There are probably as many answers to that question as there are prototype teams in the world and each team may have developed a procedure which they believe best suits their needs. For example, the prototyping team lead by David Stoller at TI in Dallas, USA, requires that the project RTL is complete and passing tests at a coverage of 80% or more before the RTL will be placed into a prototype. There are others who advocate that preliminary deliveries of RTL are usable when the code is only 75% complete. Whatever metric is used, in each case it is recommended that the release of RTL for prototyping is built into the overall SoC verification plan, like any other milestone.

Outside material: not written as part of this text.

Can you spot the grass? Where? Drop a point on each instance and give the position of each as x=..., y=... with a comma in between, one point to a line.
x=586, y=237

All SoC teams will hold a plan for verification of all aspects of the design at various stages of the project. The aim of the plan is always 100% verification of the SoC and self-confirmation that this has been achieved. Some verification teams follow sophisticated methodology, such as the UVM (universal verification methodology), which is primarily intended for use with complex test-environments written in System Verilog. A verification plan records where verification engineers have decided to make certain tests and also the current state of the design with respect to each test. It will include various milestones for the maturity of the project and especially its RTL. For good integration of FPGA-based prototyping into the whole SoC project, the verification plan should also include milestones for the prototype itself. Basic milestones might be when RTL is ready for check-out, when the FPGA-ready RTL has passed the original test bench or when basic register access on the board is running etc. Integration of FPGA-based prototyping into verification plans is part of Design-for-Prototyping, which is covered in chapter 9.

To come back to our question of when the RTL is ready for prototyping, a good general guide is to sync the first delivery of RTL with the point in the SoC project where trial implementation of the ASIC flow is started. This is typically where the RTL has been tested at each block level and has been assembled enough to run some basic, early tests. Some teams call this the “hello world” test i.e., the RTL is assembled into a simulator and a test bench is able to run vectors in order to load and read certain registers, see ports and pass data around the SoC etc. If the design is passing such tests in the simulator then it should also be at least able to pass this in the prototype, which is a good indication that the prototype is ready to make its contribution to the validation effort. For more information about use of “hello world” tests and prototype bring-up, see chapter 11.

4.2.2. How much of the design should be included?

Early in the prototyping effort, we need to establish the scope of the prototyping. The considerations are usually a mix of the architecture and scale of the design to be prototyped, and the available prototyping options. Before we consider the partitioning between multiple FPGAs we need to apportion which parts of the SoC design will be placed into FPGA and which may be better placed elsewhere, or even left out altogether.

Figure 44: Coarse partition of design into FPGA or external devices.

Image

Figure 44 shows an overview of the top level of a typical SoC. Most of the SoC digital blocks can be placed inside FPGA resources but other blocks will be better placed in external resources, particularly memories. The analog sections of the SoC might be modeled on-board but some may choose to leave the analog out and prototype only the digital portion. The IO Pad ring is normally left out from the prototype along with the test circuitry as the prototype is focused upon functional test of the digital RTL and creating a working model for the software, which does not typically interface with the test system.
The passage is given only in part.